There are three settings:

  • Initial Reduction: Number of layers to immediately set when an Ollama crash is detected. Defaults to 20.
  • Scaling Step: Number of layers to reduce by on subsequent crashes (down to a minimum of 0, i.e. 100% CPU inference). Defaults to 5.
  • Show Status: Whether or not to inform the user that the conversation is running slower due to GPU layer downscaling.

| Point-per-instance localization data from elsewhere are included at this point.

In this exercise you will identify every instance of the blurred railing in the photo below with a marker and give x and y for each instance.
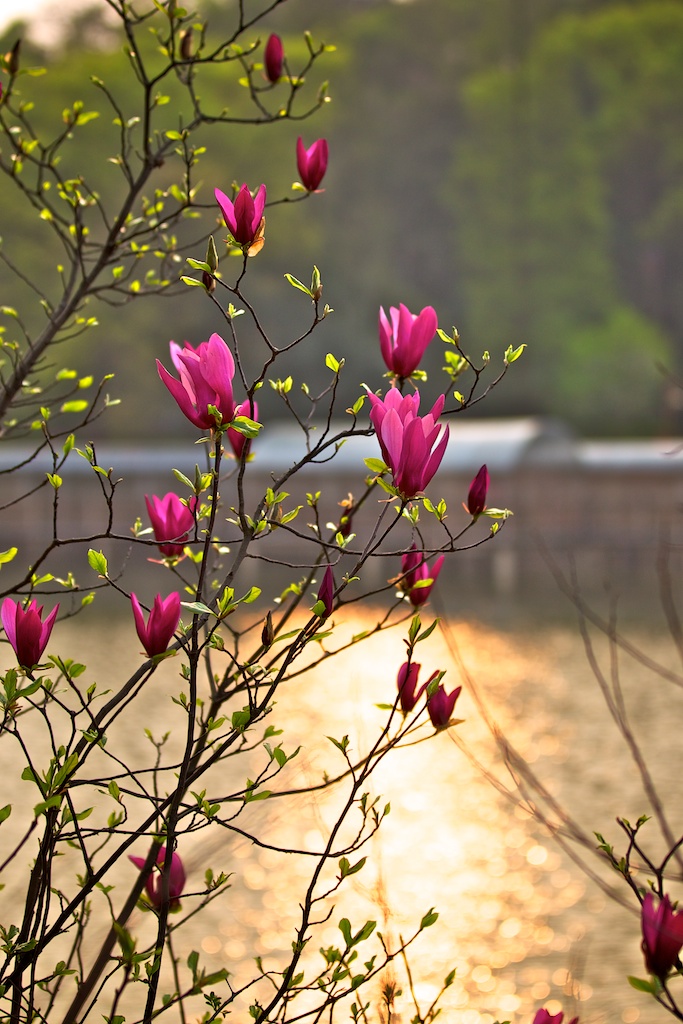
(605, 507)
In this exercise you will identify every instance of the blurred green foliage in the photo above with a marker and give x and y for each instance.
(517, 164)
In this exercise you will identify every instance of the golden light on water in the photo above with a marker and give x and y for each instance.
(518, 921)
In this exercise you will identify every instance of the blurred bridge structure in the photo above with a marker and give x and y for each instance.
(609, 511)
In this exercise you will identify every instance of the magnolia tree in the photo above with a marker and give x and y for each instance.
(104, 840)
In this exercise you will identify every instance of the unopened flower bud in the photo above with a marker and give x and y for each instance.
(476, 498)
(273, 54)
(186, 44)
(326, 595)
(12, 57)
(267, 633)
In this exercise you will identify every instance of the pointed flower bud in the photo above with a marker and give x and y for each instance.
(239, 441)
(171, 521)
(326, 595)
(154, 883)
(312, 163)
(476, 499)
(415, 569)
(663, 935)
(186, 44)
(408, 682)
(412, 445)
(440, 705)
(244, 217)
(404, 340)
(163, 622)
(26, 631)
(273, 55)
(267, 633)
(206, 379)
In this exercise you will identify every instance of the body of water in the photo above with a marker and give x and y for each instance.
(521, 922)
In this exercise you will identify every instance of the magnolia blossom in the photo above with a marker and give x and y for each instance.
(239, 441)
(412, 445)
(543, 1017)
(244, 217)
(157, 632)
(206, 379)
(154, 883)
(272, 58)
(415, 569)
(171, 520)
(403, 341)
(327, 593)
(440, 706)
(312, 163)
(26, 631)
(407, 681)
(663, 935)
(476, 498)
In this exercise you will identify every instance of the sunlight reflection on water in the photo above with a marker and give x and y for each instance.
(519, 922)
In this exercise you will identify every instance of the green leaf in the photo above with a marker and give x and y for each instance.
(376, 466)
(244, 425)
(511, 354)
(198, 264)
(6, 556)
(641, 985)
(297, 284)
(198, 607)
(97, 561)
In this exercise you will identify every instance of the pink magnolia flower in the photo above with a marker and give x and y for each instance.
(243, 217)
(238, 440)
(272, 58)
(206, 379)
(171, 521)
(476, 498)
(327, 593)
(26, 631)
(154, 883)
(415, 569)
(663, 935)
(407, 682)
(404, 340)
(157, 632)
(543, 1017)
(440, 706)
(312, 163)
(412, 445)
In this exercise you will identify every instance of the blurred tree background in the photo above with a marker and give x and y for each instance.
(517, 164)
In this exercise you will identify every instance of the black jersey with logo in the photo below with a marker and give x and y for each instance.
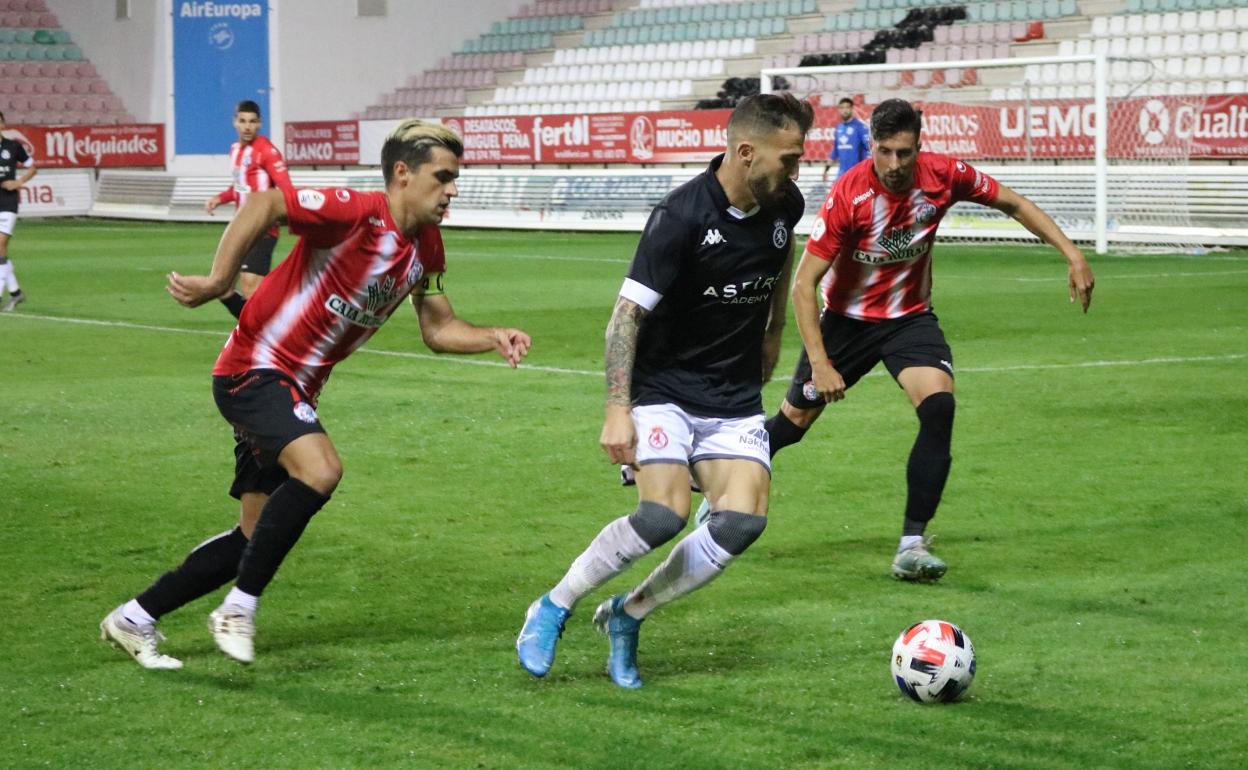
(11, 156)
(715, 268)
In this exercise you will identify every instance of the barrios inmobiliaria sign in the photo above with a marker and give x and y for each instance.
(1170, 127)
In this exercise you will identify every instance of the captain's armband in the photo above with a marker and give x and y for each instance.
(429, 286)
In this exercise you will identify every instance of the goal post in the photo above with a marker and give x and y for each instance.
(1096, 140)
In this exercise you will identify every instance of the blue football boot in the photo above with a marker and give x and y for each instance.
(622, 630)
(543, 627)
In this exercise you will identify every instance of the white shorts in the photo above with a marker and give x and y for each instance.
(665, 433)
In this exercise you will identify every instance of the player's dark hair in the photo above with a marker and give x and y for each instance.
(247, 106)
(413, 142)
(765, 112)
(895, 116)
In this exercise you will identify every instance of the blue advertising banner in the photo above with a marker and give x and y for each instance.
(220, 58)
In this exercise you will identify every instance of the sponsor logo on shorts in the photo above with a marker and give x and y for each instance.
(312, 200)
(305, 412)
(755, 438)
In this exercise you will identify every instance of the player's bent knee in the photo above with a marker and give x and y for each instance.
(734, 531)
(655, 523)
(800, 418)
(937, 408)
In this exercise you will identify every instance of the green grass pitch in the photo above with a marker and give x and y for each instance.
(1095, 527)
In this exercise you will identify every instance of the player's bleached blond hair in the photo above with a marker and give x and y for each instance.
(413, 142)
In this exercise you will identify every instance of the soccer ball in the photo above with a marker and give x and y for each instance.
(934, 662)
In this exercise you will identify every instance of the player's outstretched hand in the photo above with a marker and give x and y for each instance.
(828, 381)
(1081, 282)
(512, 345)
(619, 436)
(191, 291)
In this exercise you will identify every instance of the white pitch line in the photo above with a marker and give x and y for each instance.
(1021, 367)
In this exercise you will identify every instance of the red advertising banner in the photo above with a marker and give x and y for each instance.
(92, 146)
(322, 142)
(615, 137)
(1166, 127)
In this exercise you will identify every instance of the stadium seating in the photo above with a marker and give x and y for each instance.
(44, 77)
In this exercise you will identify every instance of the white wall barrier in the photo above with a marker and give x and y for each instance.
(61, 192)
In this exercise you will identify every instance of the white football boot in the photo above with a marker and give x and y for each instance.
(139, 640)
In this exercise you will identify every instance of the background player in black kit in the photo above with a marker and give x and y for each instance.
(13, 156)
(694, 335)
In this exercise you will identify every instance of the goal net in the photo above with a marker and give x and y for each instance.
(1035, 125)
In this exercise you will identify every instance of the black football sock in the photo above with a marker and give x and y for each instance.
(281, 523)
(930, 461)
(209, 567)
(783, 432)
(234, 303)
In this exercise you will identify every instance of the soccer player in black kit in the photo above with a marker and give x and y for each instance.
(13, 156)
(694, 335)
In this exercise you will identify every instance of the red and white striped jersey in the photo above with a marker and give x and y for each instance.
(255, 166)
(880, 243)
(347, 273)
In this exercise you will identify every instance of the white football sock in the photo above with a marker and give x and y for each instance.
(9, 277)
(610, 553)
(693, 563)
(136, 614)
(910, 540)
(241, 600)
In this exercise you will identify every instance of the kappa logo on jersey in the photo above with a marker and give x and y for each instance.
(780, 235)
(714, 237)
(305, 412)
(414, 272)
(380, 296)
(312, 200)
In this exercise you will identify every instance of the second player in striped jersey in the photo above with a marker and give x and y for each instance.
(358, 256)
(256, 165)
(870, 257)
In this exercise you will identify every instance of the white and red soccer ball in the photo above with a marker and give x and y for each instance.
(934, 662)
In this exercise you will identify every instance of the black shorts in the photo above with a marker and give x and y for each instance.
(261, 256)
(856, 346)
(267, 412)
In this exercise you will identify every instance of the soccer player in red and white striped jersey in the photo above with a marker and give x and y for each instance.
(870, 258)
(256, 165)
(358, 256)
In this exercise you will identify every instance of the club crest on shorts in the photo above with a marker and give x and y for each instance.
(305, 412)
(780, 235)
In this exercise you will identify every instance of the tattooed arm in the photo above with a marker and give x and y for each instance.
(619, 436)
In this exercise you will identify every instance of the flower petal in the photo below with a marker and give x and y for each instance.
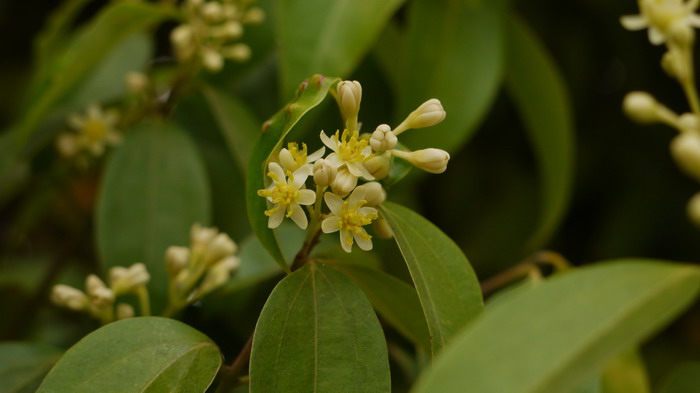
(346, 240)
(275, 219)
(362, 242)
(277, 170)
(330, 224)
(334, 202)
(316, 155)
(306, 197)
(331, 143)
(634, 22)
(298, 215)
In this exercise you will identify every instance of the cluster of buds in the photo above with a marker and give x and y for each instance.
(98, 300)
(92, 132)
(198, 270)
(672, 22)
(211, 30)
(354, 157)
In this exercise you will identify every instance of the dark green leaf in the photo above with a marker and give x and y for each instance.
(137, 355)
(237, 124)
(24, 365)
(684, 379)
(154, 189)
(311, 92)
(453, 53)
(446, 284)
(326, 37)
(540, 95)
(318, 333)
(396, 301)
(115, 23)
(550, 338)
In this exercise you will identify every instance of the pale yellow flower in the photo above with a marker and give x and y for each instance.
(349, 150)
(349, 217)
(287, 195)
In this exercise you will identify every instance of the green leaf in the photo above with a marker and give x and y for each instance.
(24, 365)
(318, 333)
(238, 126)
(454, 53)
(326, 37)
(137, 355)
(625, 373)
(115, 23)
(394, 300)
(446, 284)
(311, 92)
(154, 189)
(540, 95)
(684, 379)
(551, 337)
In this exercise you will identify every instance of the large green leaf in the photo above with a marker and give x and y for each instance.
(154, 189)
(453, 52)
(446, 284)
(326, 37)
(540, 95)
(318, 333)
(137, 355)
(24, 365)
(394, 300)
(238, 126)
(550, 338)
(115, 23)
(311, 92)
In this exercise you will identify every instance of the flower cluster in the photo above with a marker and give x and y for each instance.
(98, 299)
(94, 131)
(211, 29)
(353, 157)
(200, 269)
(672, 22)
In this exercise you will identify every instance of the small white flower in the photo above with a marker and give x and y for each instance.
(349, 150)
(292, 158)
(96, 129)
(286, 195)
(664, 18)
(349, 217)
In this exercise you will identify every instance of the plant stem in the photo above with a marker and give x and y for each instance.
(524, 268)
(229, 374)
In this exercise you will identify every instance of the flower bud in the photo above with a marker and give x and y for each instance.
(323, 172)
(201, 237)
(428, 114)
(349, 97)
(383, 139)
(212, 11)
(374, 193)
(212, 60)
(136, 82)
(382, 229)
(237, 52)
(685, 149)
(694, 209)
(344, 182)
(221, 247)
(176, 259)
(430, 160)
(69, 297)
(125, 311)
(127, 280)
(378, 166)
(218, 274)
(254, 16)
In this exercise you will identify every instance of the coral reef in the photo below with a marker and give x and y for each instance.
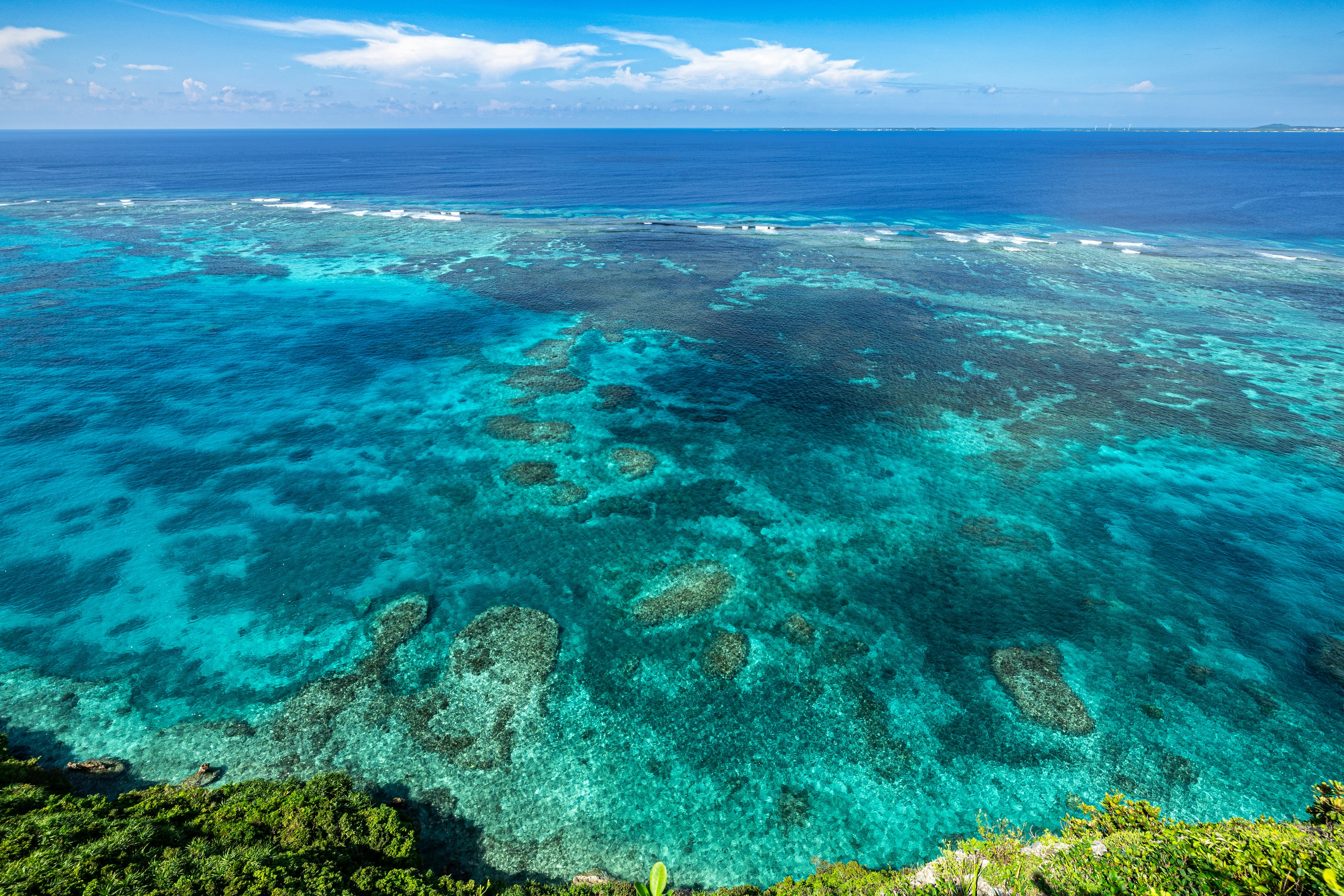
(203, 777)
(545, 382)
(616, 397)
(519, 429)
(726, 655)
(635, 464)
(799, 630)
(568, 493)
(105, 768)
(1033, 679)
(1198, 673)
(531, 473)
(689, 589)
(987, 531)
(499, 664)
(1328, 657)
(552, 352)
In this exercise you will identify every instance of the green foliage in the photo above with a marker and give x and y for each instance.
(658, 882)
(1328, 805)
(1116, 814)
(322, 838)
(19, 771)
(257, 839)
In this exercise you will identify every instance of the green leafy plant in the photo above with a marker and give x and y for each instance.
(658, 882)
(1328, 805)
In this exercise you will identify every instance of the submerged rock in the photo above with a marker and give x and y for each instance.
(392, 629)
(531, 473)
(635, 464)
(726, 655)
(203, 777)
(545, 382)
(568, 493)
(1033, 679)
(498, 667)
(104, 768)
(1328, 657)
(592, 878)
(792, 808)
(1198, 673)
(519, 429)
(616, 397)
(690, 589)
(308, 722)
(987, 531)
(799, 630)
(553, 352)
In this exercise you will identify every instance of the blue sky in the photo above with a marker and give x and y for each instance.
(205, 64)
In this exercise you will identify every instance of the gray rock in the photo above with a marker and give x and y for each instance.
(1033, 679)
(687, 590)
(203, 777)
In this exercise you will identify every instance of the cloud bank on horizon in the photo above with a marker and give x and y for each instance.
(400, 50)
(788, 72)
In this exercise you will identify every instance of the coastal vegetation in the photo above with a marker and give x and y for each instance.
(324, 838)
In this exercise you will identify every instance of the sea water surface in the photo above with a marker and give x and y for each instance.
(720, 499)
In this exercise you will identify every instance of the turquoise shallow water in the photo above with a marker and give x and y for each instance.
(240, 434)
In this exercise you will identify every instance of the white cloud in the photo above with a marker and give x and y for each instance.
(406, 51)
(15, 41)
(622, 77)
(761, 65)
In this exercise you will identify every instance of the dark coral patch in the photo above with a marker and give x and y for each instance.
(1328, 657)
(616, 397)
(531, 473)
(635, 464)
(799, 630)
(690, 589)
(1033, 679)
(726, 655)
(568, 493)
(519, 429)
(553, 352)
(545, 382)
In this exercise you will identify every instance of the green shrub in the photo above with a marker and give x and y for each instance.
(1328, 806)
(256, 839)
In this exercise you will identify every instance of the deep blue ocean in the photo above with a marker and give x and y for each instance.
(725, 499)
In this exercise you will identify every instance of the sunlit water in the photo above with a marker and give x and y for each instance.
(238, 434)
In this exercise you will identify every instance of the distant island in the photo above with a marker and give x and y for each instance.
(1178, 131)
(1295, 128)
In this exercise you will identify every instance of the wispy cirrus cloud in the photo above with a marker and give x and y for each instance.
(761, 65)
(14, 42)
(405, 51)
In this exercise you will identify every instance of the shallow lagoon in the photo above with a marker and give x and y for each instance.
(241, 434)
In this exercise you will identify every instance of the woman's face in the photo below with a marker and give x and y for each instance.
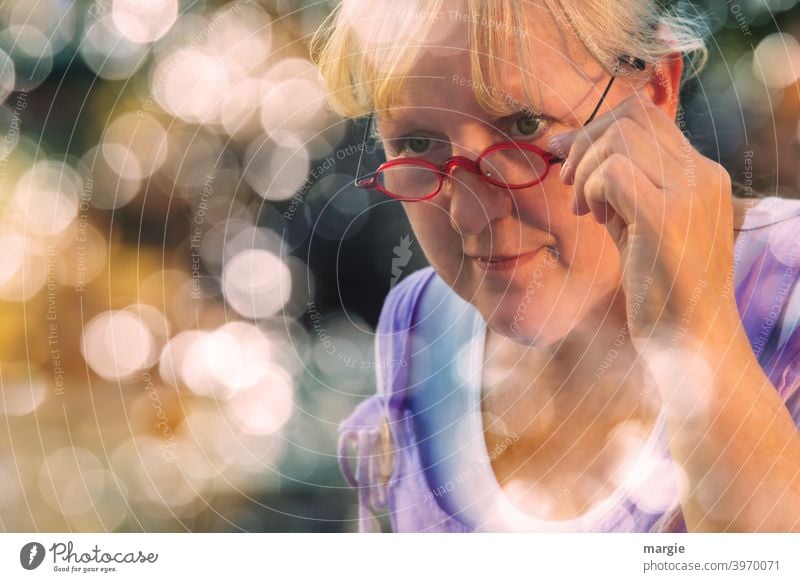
(544, 293)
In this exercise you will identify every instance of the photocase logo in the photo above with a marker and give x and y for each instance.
(402, 254)
(31, 555)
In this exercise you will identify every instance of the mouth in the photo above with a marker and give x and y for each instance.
(507, 262)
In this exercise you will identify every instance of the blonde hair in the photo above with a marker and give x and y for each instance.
(363, 72)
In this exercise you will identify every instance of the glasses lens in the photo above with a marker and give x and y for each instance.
(514, 166)
(409, 181)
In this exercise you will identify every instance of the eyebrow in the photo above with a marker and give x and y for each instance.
(406, 123)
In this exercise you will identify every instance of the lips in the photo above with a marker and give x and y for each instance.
(504, 262)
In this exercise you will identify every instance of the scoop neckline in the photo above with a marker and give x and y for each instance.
(613, 503)
(500, 504)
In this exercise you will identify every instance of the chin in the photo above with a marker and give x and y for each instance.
(529, 325)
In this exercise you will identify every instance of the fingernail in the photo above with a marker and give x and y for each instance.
(559, 145)
(566, 173)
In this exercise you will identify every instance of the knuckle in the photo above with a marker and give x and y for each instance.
(616, 168)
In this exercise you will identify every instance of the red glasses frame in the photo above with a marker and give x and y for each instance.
(445, 170)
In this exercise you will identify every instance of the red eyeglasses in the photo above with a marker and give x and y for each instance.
(510, 164)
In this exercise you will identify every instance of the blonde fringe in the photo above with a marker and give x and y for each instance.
(359, 80)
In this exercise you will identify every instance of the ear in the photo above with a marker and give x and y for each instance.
(664, 85)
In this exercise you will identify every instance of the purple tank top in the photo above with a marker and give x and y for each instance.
(435, 475)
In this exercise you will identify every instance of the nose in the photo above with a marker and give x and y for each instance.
(474, 203)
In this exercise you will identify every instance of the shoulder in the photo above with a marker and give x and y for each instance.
(767, 255)
(398, 307)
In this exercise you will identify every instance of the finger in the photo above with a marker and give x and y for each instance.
(637, 107)
(619, 186)
(629, 139)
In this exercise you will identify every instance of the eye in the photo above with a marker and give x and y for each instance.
(416, 144)
(529, 124)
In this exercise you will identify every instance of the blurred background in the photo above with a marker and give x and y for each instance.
(189, 284)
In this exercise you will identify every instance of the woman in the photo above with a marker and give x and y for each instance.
(605, 339)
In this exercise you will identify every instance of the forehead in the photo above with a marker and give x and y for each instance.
(539, 56)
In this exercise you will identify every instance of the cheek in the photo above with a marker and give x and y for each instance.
(434, 233)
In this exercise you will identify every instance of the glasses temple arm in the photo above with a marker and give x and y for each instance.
(359, 177)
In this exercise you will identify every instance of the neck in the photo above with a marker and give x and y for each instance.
(593, 372)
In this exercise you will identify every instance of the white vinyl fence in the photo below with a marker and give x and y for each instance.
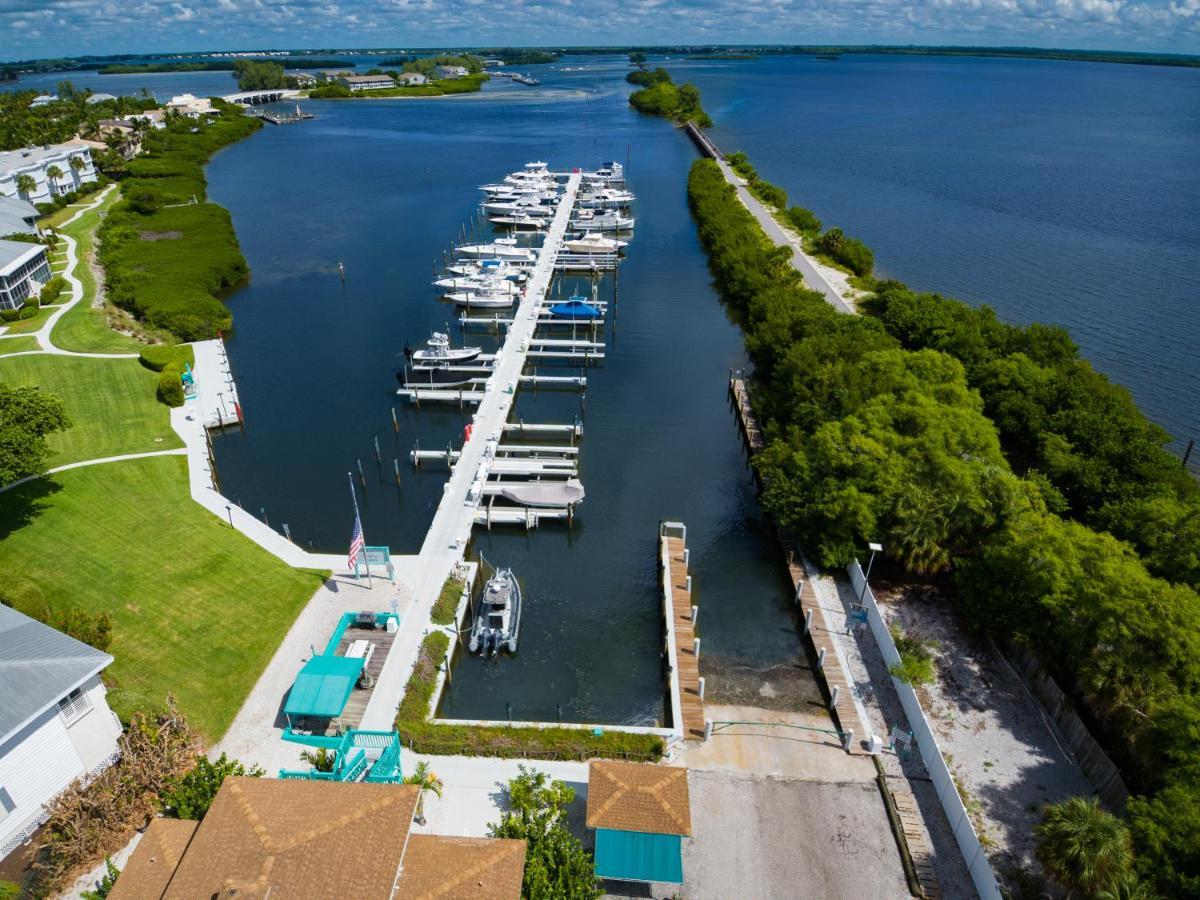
(923, 735)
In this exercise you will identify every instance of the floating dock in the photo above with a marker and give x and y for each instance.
(683, 645)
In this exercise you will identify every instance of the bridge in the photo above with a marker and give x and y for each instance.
(269, 95)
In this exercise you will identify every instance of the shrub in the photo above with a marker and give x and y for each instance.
(160, 355)
(803, 220)
(171, 385)
(190, 795)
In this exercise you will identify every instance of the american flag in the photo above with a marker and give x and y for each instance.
(357, 544)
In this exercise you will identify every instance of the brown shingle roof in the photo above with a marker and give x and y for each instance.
(639, 797)
(462, 868)
(298, 839)
(154, 859)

Output Sanitization Filter

This filter is intended for models that often output unwanted characters or terms at the beginning of replies. I have noticed this especially with Beyonder V3 and related models. They sometimes output a ":" or "Name:" in front of replies. For example, if system prompt is "You are Quinn, a helpful assistant." the model will often reply with "Quinn:" as its first word.

There is one setting:

  • Terms: List of terms or characters to remove. This is a list, and in the UI, each item should be separated by a comma.

For the above example, the setting textbox should have :,Quinn: in it, to remove a single colon from the start of replies, and Quinn: from the start of replies.

Other Notes

Terms are removed in the order defined by the setting. The filter loops through each term and attempts to remove it from the start of the LLM's reply.

License

AGPLv3

All filters are licensed under AGPL v3.0+. The code is free software, that you can run, redistribute, modify, study, and learn from as you see fit, as long as you extend that same freedom to others, in accordance with the terms of the AGPL. Make sure you are aware how this might affect your OpenWebUI deployment, if you are deploying OpenWebUI in a public environment!